Emily gave her a demure nod.

“My daughter is taking her first steps toward charity,” her mother exclaimed for at least the tenth time that day, and beamed at Emily.

“Well! We are very pleased to have you,” Widow Becket averred, and reached out, touched Emily’s arm.

Emily immediately stiffened; Widow Becket seemed to feel that she did and withdrew her hand, pushed a strand of hair behind her ear, and with a small, self-conscious smile, busied herself with the tea service. “The vicar has sent tea for our meeting this morning,” she announced to them all. “He avows it is the finest tea yet to reach England’s shores.”

The ladies tittered at that; Widow Becket wiped her hands on her apron. “I’ve some biscuits in the oven. I’ll just fetch them—”

“May I help you, Mrs. Becket?” Emily quickly interjected, trying very hard to ignore her mother’s proud smile.

The widow glanced up from the tea service, eyed her suspiciously. But in the next moment, she said, “I should appreciate all the help that is offered.” She flashed another warm smile—one that made Emily shiver. “Come, Miss Forsythe, and I will show you our kitchen.”

Emily put her hand into the widow’s and walked stiffly beside her through the door and down a long row of stairs into the church’s kitchen. Emily had not known before today that the church even had a kitchen, but as Widow Becket explained, upon seeing her look of confusion, the very large churches usually had one tucked away to assist in such activities as charities and wedding breakfasts and so forth.

Widow Becket walked to the oven and pulled it open, and with a thick towel, she removed a tin of biscuits and put them on the wooden table that stretched almost the entire length of the kitchen. She returned to the oven and removed a second tin and placed it beside the first. With an iron spatula, she began to remove the biscuits from the tin and put them on the table to cool, and smilingly gestured for Emily to do the same with the first tin.

“Have you ever been to the Malthorpe Orphanage?” Widow Becket asked as they worked.

“No, mu’um.”

“We thought to pay a call after we finish our work here. I think you will find the children delightful.”

Emily had not given any thought at all to what they actually might do at this meeting, and really, it hardly mattered at the moment, as she was deeply racking her mind for a way to broach the subject she so desperately wanted to broach. “Where do the children come from?” she asked idly, more in an attempt to hide the fact that her mind was elsewhere.

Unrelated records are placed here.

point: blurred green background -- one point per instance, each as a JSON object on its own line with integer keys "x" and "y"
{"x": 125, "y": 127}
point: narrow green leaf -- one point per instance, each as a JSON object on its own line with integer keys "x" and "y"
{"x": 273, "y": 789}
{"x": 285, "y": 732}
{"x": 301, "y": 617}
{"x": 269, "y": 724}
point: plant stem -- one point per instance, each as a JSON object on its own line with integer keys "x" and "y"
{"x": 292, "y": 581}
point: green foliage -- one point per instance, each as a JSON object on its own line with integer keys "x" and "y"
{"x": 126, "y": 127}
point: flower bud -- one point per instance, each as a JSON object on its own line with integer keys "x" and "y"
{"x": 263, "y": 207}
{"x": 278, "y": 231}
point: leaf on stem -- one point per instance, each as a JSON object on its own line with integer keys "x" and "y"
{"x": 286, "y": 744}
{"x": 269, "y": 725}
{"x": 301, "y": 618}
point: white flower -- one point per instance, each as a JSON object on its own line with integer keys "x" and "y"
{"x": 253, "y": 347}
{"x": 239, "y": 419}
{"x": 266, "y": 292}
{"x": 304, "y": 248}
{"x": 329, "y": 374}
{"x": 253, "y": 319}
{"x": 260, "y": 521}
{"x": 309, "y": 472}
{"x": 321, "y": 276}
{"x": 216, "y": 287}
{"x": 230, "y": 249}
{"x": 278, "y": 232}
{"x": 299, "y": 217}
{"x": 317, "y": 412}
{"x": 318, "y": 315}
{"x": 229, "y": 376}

“I’m not entirely certain,” Widow Becket said thoughtfully. “Some of them have lost their parents. Others are wards of the church . . .” Her hand stilled; she looked up, as if she was seeing something far away. “I suppose their mothers have chosen a life not suitable for children,” she said softly and resumed her work with the biscuits. “They are women who must, for whatever reason, indulge in the most ignoble of human conduct.”

Upon hearing that, Emily inadvertently broke a biscuit in two. “Ah,” she said, nodding slowly. “You mean the sort of woman Lord Montgomery consorts with.”

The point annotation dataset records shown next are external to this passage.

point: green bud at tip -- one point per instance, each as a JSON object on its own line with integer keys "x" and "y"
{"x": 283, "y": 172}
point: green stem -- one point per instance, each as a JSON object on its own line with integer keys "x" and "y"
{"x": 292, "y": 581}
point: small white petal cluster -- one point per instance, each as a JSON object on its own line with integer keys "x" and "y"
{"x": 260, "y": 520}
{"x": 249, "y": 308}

Her remark certainly had the desired effect; Widow Becket’s head snapped up, and she looked at her in astonishment. “I beg your pardon?”

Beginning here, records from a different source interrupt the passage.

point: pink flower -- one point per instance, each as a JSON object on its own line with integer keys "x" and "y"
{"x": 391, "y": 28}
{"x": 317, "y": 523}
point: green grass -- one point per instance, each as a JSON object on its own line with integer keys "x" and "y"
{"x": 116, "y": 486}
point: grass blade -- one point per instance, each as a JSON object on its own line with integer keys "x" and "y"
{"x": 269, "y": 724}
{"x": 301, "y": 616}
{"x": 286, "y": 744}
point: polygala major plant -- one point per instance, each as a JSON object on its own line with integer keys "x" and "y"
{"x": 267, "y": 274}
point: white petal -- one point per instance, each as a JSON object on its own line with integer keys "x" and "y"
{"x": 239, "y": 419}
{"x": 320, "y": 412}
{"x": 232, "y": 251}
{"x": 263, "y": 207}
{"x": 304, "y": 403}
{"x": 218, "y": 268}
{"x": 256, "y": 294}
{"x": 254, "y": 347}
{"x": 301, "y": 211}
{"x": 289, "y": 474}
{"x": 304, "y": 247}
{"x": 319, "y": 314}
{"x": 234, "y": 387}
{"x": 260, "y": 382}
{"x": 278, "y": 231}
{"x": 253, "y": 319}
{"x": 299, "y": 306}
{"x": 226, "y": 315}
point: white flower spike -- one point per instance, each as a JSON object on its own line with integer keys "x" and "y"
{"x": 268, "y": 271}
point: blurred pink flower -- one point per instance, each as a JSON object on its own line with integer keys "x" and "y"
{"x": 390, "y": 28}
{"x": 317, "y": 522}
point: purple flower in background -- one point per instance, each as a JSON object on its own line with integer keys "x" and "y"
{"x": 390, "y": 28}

Emily quickly lowered her gaze and continued to carefully slide the biscuits from her tin onto the wooden table. “I don’t mean to be uncouth, Mrs. Becket, truly I don’t. But . . .” She let her voice trail away, a trick she had learned from her mother, who often left the most important part of her speech dangling when she wanted her husband’s full attention.

“But?” Mrs. Becket asked.

Emily looked up and winced as if she were pained by something so vile. “It’s true. I daresay I had the misfortune one night, returning from the theater with my cousin, of seeing him on the street in their company. And once, I overheard my father speaking with a gentleman friend,” she said, lowering her voice to a coarse whisper, “and he said that Lord Montgomery would do well to keep his lady friends in the alleys where they belonged.”